Do końca więc, na moment przed kanonizacją, nie ustają i tacy, którzy po raz milionowy będą serwować papieską kremówkę zamiast słów Jego nauczania, sprowadzać kilkadziesiąt wielkich tomów prac giganta wszechczasów do chwilowego żarciku. To sługi kłamstwa, fabrykanci głupoty. Chciałoby się, by w obliczu kanonizacji zamknęli się choć szaleni, wściekli niewolnicy szatana. Jawni, bezwzględni nihiliści i ci osaczający zza węgła, dźgający podświadomość tłumu podstępnie - na przykład, wielkim tytułem niby o sporcie: „Mundial w kraju nawiedzonych" nad ogromnym zdjęciem stadionu w Rio od strony statui Chrystusa, lśniącej na pierwszym planie. Z perfidną zajawką: „Trzeba uważać, bo w Brazylii jest dużo broni. Nikt nie używa pięści, tylko od razu wyjmuje narzędzie, czyli pistolet" - zatem w popularnej ostatnio strategii utrwalania skojarzeń „katolik – psychuszka, bandyta, więzienie" („Przegląd Sportowy", 22.04.14).

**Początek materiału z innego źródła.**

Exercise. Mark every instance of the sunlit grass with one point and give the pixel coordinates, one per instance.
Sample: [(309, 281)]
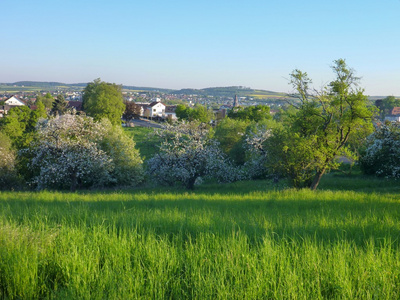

Zapowiedź wydawnicza księgi „Jestem bardzo w rękach Bożych "była tłustym żerem dla sił spod gwiazdy ciemności. Tabloidy wraz z adeptami marksizmu-leninizmu przebranymi dla kamuflażu w sukienki „filozofów", czyli demoniczne zastępy „etyków" od obnażonych biustów i „pokazywania za dużo" połączone z frontowcami ideolo, których nic nie przekona ani do etyki, ani do szacunku dla religii, dopadały gardła kardynała Dziwisza.
Towarzystwo to bez czytania papieskich notatek kombinowało po swojemu. Zapewnień kardynała, że „co miało być spalone, zostało spalone" nie przyjmowało. Sugerowało niegodne tajemnice, a nawet sprośności, nie zaniedbując z ich braku samodzielnego haftowania. Spodziewało się najwyraźniej czegoś na kształt własnego pamiętniczka. Może także szczerości na temat piękna komunizmu, w tym pewnie stanu wojennego. Komicznych szczegółów, opisów siermiężnych, przerażających cynizmem, reżimowych, tutejszych kukieł. Wobec tej groźby dla wrogów katolicyzmu nagle ważne stały się zasady. Jak zawsze, spreparowane według gustu konsumentów zatrutej, medialnej zupy.
Księga notatek osobistych człowieka nieprawdopodobnego formatu okazała się monumentalnym, trudnym do ogarnięcia rozumem byle jak wykształconego absolwenta ludowych szkół, świadectwem życia zanurzonego bez reszty w mistycznej duchowości. Ta wielkość rzuca na kolana. Było im czego się bać.